Last night, as the wintery precipitation mix started to coat area streets with a thin layer of ice, I was trying to walk home through Georgetown after running an evening errand in Arlington. Slip-sliding my way up Wisconsin Avenue, I realized I hadn’t yet had dinner, so I swung into Five Guys and Fries. I’m not a burger nut, like some, but I love the burger chain’s outpost in Georgetown, the former home of Au Pied de Cochon, the scrappy late-night French bistro. It was best known for the site of the November 1985 re-defection of a high-ranking KGB officer, Vitaly Yurchenko, who bolted from his CIA handlers while at the bistro. That dramatic moment in U.S.-Soviet relations is still marked in Five Guys, with a plaque in one of the booths.
But it’s not the only dramatic moment to have happened at the storied bistro of another era. As Jake Tapper wrote in the Dec. 11, 1998, edition of Washington City Paper, Au Pied de Cochon was the setting for a dust-up between heavyweight champion Mike Tyson and two Baltimore residents, Sherry Cole and Chevelle Butts, who may have sparked a conflict to extract money from boxer. “Depending on your level of cynicism, they are either further wreckage in the wake of a man who can’t imitate a human being or a couple more sharks who thought they smelled chum sitting at their table,” Tapper wrote. “…Tyson let loose with a coterie of cuss words: ‘bitches,’ ‘ghetto bitches,’ ‘sluts,’ ‘black bitches,’ and ‘ghetto whores.'”
Per Tapper:
Workers at the bistro tried to escort Butts and Cole out, but before they could do so, according to [Adoria] Doucette [director of VIP relations for DC Live], Butts threw the cup of coffee at Tyson. Witnesses say that stories about a table being thrown across the room are overblown. Au Pied de Cochon general manager Yves] Courbois notes, “Mr. Tyson was sitting down when the woman threw the coffee….[Then] he pushed the table, maybe 1 foot aside. Neither the table nor any chairs fell over, but items from the table fell onto the floor.” Part-time bartender Ron Hawa says that the damage was limited to “water, glass, and the salt and pepper shakers.”
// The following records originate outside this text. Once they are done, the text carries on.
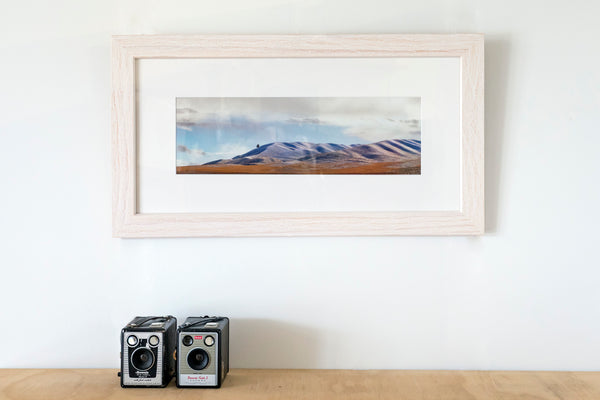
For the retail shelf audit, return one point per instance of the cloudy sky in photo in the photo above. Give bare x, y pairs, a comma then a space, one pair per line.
212, 128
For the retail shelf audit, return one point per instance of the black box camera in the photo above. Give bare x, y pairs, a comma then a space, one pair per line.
147, 351
202, 352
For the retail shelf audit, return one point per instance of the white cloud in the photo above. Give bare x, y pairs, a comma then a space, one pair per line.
371, 118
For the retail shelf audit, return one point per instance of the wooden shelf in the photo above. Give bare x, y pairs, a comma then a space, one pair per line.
242, 384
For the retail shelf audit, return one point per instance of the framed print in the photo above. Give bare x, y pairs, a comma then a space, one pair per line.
293, 135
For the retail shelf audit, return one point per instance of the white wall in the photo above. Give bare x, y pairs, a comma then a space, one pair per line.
524, 296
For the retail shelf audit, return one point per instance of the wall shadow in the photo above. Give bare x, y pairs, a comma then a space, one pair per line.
497, 70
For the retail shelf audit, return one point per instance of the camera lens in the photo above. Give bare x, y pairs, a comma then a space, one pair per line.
198, 359
153, 340
142, 359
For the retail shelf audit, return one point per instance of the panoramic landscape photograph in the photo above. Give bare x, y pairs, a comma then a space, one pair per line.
298, 135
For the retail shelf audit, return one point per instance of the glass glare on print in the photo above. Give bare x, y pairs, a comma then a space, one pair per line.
298, 135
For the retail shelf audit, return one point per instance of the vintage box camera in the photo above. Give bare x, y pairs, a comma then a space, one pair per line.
147, 351
202, 352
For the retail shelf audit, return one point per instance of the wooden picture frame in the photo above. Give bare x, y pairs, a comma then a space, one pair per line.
128, 222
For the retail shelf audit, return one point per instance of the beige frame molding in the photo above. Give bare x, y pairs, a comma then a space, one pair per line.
127, 222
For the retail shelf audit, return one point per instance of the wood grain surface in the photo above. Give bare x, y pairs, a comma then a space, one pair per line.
241, 384
127, 222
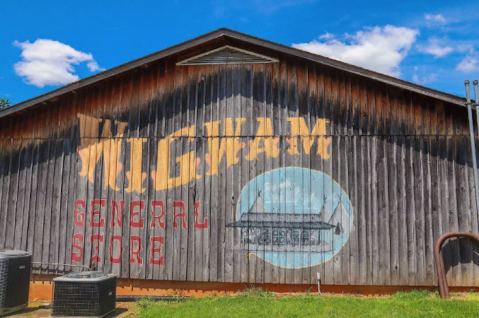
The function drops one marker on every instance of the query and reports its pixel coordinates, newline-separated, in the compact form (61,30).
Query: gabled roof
(248,39)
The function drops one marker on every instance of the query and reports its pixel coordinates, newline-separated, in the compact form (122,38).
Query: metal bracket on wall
(441,273)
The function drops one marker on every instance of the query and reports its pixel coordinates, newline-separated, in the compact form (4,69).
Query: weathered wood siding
(121,177)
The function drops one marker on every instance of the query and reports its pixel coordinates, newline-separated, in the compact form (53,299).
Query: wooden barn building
(228,160)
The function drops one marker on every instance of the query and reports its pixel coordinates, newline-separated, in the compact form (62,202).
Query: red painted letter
(118,212)
(135,251)
(154,217)
(77,257)
(95,238)
(161,240)
(94,212)
(112,259)
(133,213)
(79,222)
(180,205)
(199,225)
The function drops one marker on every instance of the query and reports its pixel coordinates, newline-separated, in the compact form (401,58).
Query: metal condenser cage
(84,294)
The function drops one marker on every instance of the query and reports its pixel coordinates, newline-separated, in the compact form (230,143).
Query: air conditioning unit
(85,294)
(15,269)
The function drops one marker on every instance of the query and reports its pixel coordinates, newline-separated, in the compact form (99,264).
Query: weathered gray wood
(404,164)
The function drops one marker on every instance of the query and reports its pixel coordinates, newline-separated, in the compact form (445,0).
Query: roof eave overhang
(241,37)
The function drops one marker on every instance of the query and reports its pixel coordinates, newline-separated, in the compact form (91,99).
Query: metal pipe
(441,273)
(473,143)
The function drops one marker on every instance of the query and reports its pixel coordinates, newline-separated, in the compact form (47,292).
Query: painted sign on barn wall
(259,173)
(288,210)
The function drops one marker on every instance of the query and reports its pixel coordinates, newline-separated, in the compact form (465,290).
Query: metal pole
(473,143)
(476,95)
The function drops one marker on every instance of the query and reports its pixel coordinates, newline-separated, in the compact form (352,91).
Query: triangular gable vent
(227,55)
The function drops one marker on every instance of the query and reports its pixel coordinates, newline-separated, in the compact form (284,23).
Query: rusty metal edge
(441,273)
(223,32)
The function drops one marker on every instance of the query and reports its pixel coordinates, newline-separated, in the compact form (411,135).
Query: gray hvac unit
(84,294)
(15,269)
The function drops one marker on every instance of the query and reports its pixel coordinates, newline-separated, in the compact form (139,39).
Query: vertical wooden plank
(13,186)
(69,199)
(237,181)
(229,210)
(402,197)
(207,103)
(56,237)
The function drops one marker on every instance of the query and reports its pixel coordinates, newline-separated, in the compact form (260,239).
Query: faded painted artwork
(293,217)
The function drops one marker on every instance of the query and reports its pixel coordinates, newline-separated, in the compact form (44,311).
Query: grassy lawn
(258,303)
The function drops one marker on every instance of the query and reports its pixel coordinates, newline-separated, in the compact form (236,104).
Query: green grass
(254,302)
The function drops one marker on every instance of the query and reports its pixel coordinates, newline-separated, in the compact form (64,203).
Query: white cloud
(434,49)
(378,49)
(423,79)
(435,19)
(48,62)
(469,64)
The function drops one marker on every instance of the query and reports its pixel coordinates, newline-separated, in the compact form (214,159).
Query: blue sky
(46,44)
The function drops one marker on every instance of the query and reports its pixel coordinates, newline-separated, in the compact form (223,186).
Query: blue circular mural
(293,217)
According to Courbois, “[Butts] continued cursing loudly for 15 or 20 seconds. I walked up and asked the woman to leave.”
But Tyson left first, paying first and, according to Doucette, apologizing for the disturbance. Tyson and his friends had been in the restaurant for a total of 15 minutes, she says.
Sadly, there’s no marker to note the Tyson-Butts-Cole incident at Au Pied de Cochon.